①の本のように,水界生態系全体をマクロの視点で捉えることにことごとく欠如した本。
オズマもその昔,立教大学で講演があったときにでかけ,ご本人を見たが,正直ただの「イワナキチガイ」であった。
④『ブラックバス移植史』
ある意味「禁断の書」。それは,バスの移植放流がどのように行われたかを事細かく記していることによる。
これは,バスを擁護しようとする立場の人々にとって不利であるし,逆の立場の人間にとっては有利。
この本の存在がバス問題をややこしくしているとも言える。引用されることがあまりにも多い本。資料的価値はある。
⑤『ブラックバスがいじめられるホントの理由』
バス問題を①と同じく,マクロの視点で捉えた書。
とくに,象徴的な湖沼の例を挙げ,図版を用いて専門用語をできるだけわかりやすく解説しようという著者の意気込みを感じる。
もっとも評価できるのは,地域によってバスの受け止められ方が異なるということをしっかり書いていること。そしてそれが実際の取材に基づいていることだ。
⑥『魔魚狩り』
一見,バス擁護の本に見える。バサーが読むとスッキリするのかと思うと,実は全然すっきりしない不思議な書
水口憲哉氏自体の科学者としての精神は,直接講演を聞いたりするとわかりやすい。しかし,なぜか文章はわかりにくい。
この本には編集者が介在していないのだろうか
わかりやすく伝えることができないと,どんなに優れた内容でもダメ,という本。
オズマはバス釣りをする立場であるから擁護派....というわけでもない。
ただ言えるのは,水郷においてはバスは「必要な魚」になっていることがたしかであるということ。
地元の方々から文句を言われたことはたしかに昔はあったが,いまはもうない,とまで思えること。

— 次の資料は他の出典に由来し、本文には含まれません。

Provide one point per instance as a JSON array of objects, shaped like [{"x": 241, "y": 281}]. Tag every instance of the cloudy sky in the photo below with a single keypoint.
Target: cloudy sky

バスが水界生態系に与えたダメージよりも,人間が与えたダメージが圧倒的であることだけははっきり言える。とくに,常陸川水門によって淡水化された霞ヶ浦水系の場合,そこに従来の生態系なるものを定義できない
それにしてもCOP10など,ホント茶番劇である。京都議定書に一貫してサインしない米国の気持ちがわからないわけでもない。そもそも二酸化炭素と温暖化は無関係だし,「生物多様性」という「響きのよい」コトバで「イキモノ取引」を決めるだけなのだから。
COP10の本質もお金である。ただそれだけだ。